Intel’s Fetzer said the reverse is true for electromigration effects. “It’s actually a much easier problem to solve. PowerVia makes most of that electromigration reliability easy to meet. In fact, from a designer’s perspective, we have so much grid — and the grids are so short, only a few layers deep, that we actually don’t run into the problem that you’d normally have with very high currents through very sparse metal. Because I connect at a device level to this large grid, I end up with no reliability errors when I’m putting the system together, as opposed to having to be very careful about managing the current through vias and wires in what would normally be a signal interconnects stack.”

Backside power requires multi-physics simulation as well as an understanding of mechanical engineering earlier in the design flow. For example, the thermal coefficients of different materials need to be considered in the context of mechanical stress, because the effects can be different in the X, Y, and Z directions.

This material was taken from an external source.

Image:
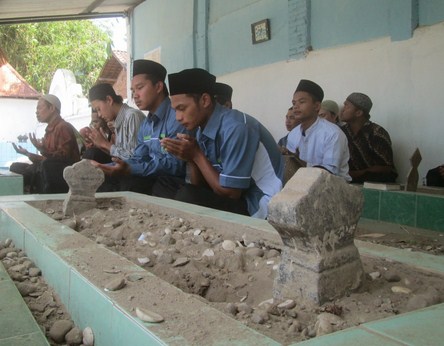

“The intense scrutiny focused on chip cooling has also led us to refine the thermal modeling for the other chip layers,” said Swinnen. “Heat likes to travel along the metal interconnect wires, and on some interconnect layers the metal is all vertical, while in others it’s all horizontal. Each layer has a very anisotropic thermal conduction, so these chips don’t conduct heat the same way in both directions. This makes a difference when you are pushing thermal optimization as much as possible.”

Still, designers have to be conscious about the density of the circuits — more watts per millimeter squared, or more power per unit of area. “Be aware of the density of your circuits and the amount of power you’re burning in a particular space,” Fetzer said. “The more you can do to spread that out, the better your design will be. In the past, your silicon was your radiator, where you pulled the heat out. In a PowerVia design, there is very little silicon, so you have to be aware of what’s bringing the heat out of the system. You need to make sure that your copper wiring, etc., are designed in a manner that assists in the removal of heat from the system.”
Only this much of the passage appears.